I just emptied my fire extinguisher carbing up my keg this way

as i said
my lines have a leak in them and cant be bothered/too busy to fix it, so i dont use the other method.

also if i racked the beer and it has cleared there is very little yeast floating around anyway so rocking it wont cloud it up again.

cheers
 
quincy said:
SD

Thats pretty much what I do. One extra thing I do is when I have filled the keg, I attach the gas line and turn on ther gas to "burp" the keg. This will displace any oxygen that may be sitting on top of the beer.
To do this just pull the relief valve for two or three short bursts.
Then crank it up to 250 or so, wait 24hrs and enjoy.

Cheers
quincy - To burp a keg as you have said isn't that the same as I have said in my instructions or is that wrong?

"-Pull the release valve on the top of the keg to remove all the oxygen out of the keg."

Thanks
 
SD

Yes you have it right. I miss read your post. I thought you were "burpnig" BEFORE you filled the keg.
Sorry next time I'll read things properly. :(
How good am I going - stone cold sober and still can't read!!! ;)
Maybe that's why I don't log on after dark!?!?
Anything could happen then. :ph34r:

Cheers
 
I don't have much experience with kegging, but I do know that when I bought a 50L keg from the pub (Tooheys New) I dispensed at around 180KPa.

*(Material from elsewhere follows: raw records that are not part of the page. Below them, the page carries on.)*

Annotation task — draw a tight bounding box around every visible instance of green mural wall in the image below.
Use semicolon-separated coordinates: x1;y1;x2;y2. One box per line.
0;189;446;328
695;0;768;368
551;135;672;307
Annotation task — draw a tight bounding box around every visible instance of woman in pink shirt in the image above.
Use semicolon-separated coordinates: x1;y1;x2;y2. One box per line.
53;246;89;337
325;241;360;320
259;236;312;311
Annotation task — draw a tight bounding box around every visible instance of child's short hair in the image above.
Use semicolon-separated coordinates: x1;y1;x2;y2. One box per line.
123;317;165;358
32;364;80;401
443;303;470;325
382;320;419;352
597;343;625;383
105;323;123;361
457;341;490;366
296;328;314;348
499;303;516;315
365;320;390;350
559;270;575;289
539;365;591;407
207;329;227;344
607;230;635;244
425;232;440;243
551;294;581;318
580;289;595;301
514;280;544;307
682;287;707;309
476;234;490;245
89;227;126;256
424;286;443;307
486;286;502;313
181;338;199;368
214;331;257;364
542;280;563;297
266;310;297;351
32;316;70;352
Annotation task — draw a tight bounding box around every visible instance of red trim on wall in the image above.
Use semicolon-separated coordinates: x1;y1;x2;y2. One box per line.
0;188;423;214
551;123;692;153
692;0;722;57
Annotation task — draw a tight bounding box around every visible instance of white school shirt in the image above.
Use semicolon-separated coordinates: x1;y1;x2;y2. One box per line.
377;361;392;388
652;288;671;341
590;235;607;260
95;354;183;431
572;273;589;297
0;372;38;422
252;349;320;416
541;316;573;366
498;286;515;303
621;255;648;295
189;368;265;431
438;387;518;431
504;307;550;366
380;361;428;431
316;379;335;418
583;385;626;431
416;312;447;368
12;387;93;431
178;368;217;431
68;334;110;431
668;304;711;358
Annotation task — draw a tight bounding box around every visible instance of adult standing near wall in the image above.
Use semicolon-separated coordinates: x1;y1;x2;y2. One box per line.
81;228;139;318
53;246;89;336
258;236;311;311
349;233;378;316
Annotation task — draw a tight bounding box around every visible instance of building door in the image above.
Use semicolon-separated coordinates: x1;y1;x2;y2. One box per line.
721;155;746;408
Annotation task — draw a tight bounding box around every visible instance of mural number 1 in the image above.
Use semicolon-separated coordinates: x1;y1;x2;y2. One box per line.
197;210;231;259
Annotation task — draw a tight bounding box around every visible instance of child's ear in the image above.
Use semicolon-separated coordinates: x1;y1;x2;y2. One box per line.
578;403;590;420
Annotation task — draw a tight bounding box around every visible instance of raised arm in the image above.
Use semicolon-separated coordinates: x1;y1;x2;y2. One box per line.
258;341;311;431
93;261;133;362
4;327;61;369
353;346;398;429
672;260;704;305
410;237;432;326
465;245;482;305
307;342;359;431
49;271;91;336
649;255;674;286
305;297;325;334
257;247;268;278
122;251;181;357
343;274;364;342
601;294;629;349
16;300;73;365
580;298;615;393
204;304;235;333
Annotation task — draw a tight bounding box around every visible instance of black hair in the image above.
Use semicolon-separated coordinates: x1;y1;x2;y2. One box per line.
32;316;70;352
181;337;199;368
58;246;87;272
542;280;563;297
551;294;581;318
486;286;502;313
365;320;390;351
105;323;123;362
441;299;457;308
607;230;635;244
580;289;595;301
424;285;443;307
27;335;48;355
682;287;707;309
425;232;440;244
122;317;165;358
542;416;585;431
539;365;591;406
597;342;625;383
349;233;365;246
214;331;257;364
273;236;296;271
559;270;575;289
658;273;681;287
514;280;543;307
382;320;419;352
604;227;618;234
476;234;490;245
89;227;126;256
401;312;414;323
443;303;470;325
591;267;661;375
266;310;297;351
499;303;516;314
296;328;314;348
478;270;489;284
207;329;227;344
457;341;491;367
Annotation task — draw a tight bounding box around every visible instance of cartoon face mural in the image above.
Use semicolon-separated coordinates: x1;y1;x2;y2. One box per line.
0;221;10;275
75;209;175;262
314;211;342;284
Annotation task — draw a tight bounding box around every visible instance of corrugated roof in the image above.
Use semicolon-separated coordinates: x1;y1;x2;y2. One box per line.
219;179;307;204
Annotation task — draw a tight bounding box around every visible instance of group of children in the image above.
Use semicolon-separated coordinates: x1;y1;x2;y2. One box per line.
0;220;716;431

Is the reason for the lower serving pressures mentioned earlier ("dispense at approx 45KPa") because the keg is smaller?

Just curious.
 
It depends on the restrictions in the system. The type of beer line, and it's length restrict the flow of beer. In a properly balanced system, the pressure in the beer equals the headspace pressure, equals the line pressure minus enough to pour.
 
Hey, great info guys! My gram has hinted that I'm getting a kegging setup for Xmas (she's so great) so I'm kinda wondering what to do with it. One question on sanitation: should I fill with a sanitizer, presurize, and then run it through the lines or is a simple rinse enough?
 
mandaloril said:
HOne question on sanitation: should I fill with a sanitizer, presurize, and then run it through the lines ?
That is how I do it and it works great.